The efficient, economical script leans on Gwen’s blossoming powers to guide and direct the action, switching the second film’s protagonist from Finney to Gwen. Finney remains, however, as a key, secondary character. Gwen even gets an erstwhile boyfriend, Ernesto Arellano (Miguel Mora), the younger brother of one of the Grabber’s unfortunate victims and Finney’s friend. Understandably protective of Gwen, Finney repeatedly objects to Gwen and Ernesto’s teen romance, but Gwen, asserting her agency and autonomy, rejects whatever obstacles Finney attempts to put in her relationship with Ernesto.
When Gwen declares the answers to the Grabber’s return lie somewhere in the campgrounds surrounding the alpine lake, she signs them both up for a mid-winter counselor-in-training session with the camp’s owner and operator, Armando Reyes (Demián Bichir), and his niece, Mustang( Arianna Rivas). With Ernesto joining them, they arrive at the campgrounds just as another winter blizzard closes the roads in or out, effectively stranding them Shining-style, for the duration of the storm and its immediate aftermath.

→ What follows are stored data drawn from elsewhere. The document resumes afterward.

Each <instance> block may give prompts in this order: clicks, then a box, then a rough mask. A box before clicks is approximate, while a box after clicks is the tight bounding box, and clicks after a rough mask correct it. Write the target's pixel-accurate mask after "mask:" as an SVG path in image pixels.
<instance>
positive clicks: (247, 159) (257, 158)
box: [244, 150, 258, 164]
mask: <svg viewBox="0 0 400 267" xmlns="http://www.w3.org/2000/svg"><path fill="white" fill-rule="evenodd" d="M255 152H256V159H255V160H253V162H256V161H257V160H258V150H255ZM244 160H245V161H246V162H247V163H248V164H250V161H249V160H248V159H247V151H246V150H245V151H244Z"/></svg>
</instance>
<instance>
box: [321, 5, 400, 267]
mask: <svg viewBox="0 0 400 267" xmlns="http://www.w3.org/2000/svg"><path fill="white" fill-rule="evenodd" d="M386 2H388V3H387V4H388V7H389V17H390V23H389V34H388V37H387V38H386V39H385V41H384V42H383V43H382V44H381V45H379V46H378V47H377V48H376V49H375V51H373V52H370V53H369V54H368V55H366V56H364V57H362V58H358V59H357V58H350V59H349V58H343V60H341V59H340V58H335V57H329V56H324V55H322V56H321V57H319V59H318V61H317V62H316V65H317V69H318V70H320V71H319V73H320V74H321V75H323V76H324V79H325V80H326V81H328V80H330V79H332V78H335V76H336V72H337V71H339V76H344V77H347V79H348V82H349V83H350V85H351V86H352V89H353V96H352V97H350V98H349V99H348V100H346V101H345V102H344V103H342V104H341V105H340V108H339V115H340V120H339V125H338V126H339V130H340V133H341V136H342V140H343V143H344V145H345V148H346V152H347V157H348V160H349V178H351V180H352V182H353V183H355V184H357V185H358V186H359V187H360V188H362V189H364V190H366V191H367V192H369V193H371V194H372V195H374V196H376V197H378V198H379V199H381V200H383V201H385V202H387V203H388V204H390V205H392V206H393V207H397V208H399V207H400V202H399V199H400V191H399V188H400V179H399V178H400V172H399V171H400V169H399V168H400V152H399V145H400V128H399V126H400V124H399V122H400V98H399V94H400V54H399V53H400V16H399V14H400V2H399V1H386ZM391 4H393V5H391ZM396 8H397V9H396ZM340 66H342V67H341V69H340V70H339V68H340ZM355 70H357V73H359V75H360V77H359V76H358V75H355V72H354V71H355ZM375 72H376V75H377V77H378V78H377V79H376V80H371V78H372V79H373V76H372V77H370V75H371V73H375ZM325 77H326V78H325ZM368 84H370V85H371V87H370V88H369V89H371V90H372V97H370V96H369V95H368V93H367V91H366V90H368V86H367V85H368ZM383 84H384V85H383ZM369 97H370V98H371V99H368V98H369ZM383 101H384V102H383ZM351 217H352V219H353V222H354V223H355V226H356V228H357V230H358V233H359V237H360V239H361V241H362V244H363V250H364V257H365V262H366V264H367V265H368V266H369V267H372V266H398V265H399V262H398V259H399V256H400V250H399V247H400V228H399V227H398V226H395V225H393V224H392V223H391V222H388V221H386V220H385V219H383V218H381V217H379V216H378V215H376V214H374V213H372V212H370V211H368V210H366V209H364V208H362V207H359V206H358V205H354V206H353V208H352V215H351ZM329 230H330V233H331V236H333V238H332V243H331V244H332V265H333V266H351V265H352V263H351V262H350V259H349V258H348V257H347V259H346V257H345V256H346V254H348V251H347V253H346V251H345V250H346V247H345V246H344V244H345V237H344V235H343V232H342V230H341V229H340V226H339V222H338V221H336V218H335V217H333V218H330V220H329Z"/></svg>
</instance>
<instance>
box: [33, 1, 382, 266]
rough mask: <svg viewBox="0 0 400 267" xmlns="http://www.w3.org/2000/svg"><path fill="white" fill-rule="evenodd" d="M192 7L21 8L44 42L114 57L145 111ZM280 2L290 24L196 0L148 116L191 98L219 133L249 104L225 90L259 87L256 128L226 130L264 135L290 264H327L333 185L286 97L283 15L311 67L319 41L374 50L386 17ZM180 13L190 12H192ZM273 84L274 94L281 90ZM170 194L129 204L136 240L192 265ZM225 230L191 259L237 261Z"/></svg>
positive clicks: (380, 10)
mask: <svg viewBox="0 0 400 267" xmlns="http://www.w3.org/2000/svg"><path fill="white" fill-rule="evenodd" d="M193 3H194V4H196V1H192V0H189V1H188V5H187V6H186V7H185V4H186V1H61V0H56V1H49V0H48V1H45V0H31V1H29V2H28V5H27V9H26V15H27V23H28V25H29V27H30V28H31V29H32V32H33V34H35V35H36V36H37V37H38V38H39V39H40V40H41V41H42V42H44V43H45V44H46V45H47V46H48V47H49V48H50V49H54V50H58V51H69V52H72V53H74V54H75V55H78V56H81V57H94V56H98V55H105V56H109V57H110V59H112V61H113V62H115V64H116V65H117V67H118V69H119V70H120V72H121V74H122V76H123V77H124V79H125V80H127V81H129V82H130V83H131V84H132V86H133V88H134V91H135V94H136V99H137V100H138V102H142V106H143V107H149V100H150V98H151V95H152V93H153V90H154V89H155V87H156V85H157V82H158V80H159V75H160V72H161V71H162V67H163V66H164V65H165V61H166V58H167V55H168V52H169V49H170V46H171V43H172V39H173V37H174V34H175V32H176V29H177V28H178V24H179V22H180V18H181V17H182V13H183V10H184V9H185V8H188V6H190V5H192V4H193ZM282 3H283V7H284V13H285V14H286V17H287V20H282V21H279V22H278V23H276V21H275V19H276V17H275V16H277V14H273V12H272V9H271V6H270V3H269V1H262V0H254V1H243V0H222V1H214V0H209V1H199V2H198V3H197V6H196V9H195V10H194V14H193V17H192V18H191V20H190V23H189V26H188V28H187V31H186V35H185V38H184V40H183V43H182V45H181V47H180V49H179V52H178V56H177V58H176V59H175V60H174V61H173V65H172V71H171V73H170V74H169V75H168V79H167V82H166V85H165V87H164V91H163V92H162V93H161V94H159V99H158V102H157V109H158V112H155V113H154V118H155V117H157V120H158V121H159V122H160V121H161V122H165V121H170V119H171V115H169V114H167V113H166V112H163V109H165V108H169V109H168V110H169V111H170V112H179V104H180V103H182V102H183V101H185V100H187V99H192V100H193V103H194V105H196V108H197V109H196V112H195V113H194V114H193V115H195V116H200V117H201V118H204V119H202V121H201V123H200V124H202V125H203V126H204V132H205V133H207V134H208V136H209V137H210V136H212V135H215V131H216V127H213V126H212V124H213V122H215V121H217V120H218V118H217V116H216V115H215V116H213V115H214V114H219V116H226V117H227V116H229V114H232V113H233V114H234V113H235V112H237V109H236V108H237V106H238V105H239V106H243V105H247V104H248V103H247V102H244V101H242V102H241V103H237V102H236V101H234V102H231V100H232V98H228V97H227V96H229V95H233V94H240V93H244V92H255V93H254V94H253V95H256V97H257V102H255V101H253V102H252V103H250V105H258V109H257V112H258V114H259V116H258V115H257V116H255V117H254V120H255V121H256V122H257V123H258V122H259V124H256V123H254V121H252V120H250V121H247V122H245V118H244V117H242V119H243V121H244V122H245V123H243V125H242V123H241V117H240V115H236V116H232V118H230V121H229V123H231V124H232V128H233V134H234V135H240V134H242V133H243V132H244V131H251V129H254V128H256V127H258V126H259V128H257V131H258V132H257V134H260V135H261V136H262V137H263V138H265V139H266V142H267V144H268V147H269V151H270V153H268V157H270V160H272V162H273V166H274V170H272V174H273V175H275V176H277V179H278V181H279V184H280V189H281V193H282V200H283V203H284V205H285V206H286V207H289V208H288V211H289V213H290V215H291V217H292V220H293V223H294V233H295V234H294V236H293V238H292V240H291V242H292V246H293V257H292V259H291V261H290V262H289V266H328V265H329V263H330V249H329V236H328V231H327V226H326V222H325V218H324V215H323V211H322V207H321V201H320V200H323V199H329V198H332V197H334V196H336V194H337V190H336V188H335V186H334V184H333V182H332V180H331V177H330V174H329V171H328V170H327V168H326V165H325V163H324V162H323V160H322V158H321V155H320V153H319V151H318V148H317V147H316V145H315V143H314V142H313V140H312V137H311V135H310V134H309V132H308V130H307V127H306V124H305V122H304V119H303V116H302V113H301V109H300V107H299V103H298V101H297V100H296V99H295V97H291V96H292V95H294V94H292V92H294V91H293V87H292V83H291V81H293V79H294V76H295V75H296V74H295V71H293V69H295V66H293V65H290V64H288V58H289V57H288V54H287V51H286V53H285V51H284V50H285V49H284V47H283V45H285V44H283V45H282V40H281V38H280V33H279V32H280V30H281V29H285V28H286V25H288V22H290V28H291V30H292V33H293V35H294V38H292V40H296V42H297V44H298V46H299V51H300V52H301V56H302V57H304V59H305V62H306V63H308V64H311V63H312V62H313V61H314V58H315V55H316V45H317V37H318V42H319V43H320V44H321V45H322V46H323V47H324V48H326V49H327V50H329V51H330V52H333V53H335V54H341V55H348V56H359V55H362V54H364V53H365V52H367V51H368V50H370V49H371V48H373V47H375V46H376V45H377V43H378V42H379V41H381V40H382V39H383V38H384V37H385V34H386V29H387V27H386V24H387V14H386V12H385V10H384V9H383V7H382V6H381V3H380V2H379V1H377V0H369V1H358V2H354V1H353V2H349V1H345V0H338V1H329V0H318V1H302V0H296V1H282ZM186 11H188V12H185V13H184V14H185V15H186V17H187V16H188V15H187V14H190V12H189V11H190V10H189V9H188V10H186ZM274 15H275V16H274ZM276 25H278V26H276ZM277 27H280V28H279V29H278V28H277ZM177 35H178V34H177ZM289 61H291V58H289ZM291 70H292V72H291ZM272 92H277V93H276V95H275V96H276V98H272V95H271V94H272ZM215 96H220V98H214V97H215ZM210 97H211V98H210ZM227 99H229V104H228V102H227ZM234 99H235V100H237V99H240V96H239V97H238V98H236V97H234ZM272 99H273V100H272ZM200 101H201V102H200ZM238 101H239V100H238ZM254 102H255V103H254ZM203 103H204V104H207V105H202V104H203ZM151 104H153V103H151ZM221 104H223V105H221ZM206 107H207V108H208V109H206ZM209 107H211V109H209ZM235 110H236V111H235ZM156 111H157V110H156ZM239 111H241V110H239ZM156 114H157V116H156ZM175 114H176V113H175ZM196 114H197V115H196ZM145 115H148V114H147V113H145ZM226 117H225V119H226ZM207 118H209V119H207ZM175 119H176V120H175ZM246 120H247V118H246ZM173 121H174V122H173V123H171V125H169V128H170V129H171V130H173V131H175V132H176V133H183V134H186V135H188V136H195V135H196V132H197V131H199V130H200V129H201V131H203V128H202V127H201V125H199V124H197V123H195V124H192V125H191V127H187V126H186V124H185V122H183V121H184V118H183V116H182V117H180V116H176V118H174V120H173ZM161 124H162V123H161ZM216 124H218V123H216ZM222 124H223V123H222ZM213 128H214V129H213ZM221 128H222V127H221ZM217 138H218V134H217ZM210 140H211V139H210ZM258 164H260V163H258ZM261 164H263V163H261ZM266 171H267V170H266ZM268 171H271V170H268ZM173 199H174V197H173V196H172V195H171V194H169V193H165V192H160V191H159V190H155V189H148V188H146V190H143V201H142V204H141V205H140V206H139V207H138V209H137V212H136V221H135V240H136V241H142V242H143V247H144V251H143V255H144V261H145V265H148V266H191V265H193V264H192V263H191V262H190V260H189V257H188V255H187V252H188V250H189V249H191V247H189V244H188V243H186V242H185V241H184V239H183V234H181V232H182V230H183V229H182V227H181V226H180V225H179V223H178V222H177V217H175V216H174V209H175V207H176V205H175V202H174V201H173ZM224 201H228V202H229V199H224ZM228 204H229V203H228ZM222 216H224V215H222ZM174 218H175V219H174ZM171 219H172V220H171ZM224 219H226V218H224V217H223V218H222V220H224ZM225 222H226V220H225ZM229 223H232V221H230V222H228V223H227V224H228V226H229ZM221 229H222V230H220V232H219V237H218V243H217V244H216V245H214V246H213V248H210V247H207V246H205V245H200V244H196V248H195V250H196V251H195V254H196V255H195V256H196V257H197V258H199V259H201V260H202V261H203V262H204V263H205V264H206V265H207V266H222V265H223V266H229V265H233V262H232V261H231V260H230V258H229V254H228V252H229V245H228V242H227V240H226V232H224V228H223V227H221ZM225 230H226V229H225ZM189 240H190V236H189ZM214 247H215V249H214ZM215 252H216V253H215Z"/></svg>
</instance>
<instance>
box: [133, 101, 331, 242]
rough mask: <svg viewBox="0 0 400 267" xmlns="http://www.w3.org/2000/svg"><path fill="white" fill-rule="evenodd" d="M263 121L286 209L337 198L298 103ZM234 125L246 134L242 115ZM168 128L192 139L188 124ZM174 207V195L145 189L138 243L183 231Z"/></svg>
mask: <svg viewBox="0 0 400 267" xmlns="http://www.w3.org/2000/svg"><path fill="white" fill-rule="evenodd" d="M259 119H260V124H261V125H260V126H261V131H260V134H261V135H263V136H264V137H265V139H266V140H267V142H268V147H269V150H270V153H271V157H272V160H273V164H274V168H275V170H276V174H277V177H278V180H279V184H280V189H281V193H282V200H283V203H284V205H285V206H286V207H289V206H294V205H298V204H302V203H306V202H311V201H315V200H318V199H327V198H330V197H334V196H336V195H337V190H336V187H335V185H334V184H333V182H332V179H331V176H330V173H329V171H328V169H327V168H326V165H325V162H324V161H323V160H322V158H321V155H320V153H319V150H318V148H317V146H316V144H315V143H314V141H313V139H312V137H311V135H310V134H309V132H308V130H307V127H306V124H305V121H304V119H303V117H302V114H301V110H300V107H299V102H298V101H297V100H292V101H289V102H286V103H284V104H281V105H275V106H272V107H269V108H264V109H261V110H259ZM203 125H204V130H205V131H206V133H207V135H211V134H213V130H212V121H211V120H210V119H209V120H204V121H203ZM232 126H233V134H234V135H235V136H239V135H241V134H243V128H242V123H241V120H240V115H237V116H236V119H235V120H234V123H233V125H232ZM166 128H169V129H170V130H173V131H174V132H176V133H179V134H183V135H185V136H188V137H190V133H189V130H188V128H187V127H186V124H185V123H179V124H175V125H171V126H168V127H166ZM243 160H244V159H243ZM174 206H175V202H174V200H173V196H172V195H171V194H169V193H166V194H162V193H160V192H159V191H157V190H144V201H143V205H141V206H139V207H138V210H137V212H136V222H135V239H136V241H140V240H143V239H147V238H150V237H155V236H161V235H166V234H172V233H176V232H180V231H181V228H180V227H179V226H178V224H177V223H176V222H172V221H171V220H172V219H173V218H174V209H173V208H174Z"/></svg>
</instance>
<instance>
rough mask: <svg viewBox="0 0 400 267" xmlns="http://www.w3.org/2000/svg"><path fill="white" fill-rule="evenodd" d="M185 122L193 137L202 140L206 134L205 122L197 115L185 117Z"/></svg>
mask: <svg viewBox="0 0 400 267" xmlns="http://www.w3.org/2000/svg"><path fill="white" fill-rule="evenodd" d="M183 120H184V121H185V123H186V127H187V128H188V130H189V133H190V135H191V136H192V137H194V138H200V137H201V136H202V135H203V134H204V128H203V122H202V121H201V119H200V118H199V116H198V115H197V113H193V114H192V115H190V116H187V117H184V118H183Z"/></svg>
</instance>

While Black Phone 2 doesn’t try to hide its genre influences, especially The Nightmare on Elm Street series, the aforementioned snowbound terrors of The Shining, and, to a lesser extent, the Friday the 13th series, they become of lesser importance as Black Phone sets the overall stakes, pitting the Grabber vs. Gwen (stalking in her dreams), and the race to find the bodies of the Grabber’s victims before he can irreparably harm Gwen as an act of revenge against Finney.
The layered sibling bond elevated the first film beyond its grim genre trappings (a child kidnapping serial killer) into a film with an emotionally resonant undertow. Where Gwen helped save Finney from the Grabber, using her dream-based powers to find his location, in turn, now Finney has to do something similar, subsume his own fears, anxieties, and self-doubts to save his sister. On its own, that sister-brother journey made The Black Phone worth watching and, on occasion, revisiting. The similar thematic undercurrent does the same for the better-than-expected sequel.
Black Phone 2 opens theatrically on Friday, October 17th, via Universal Pictures.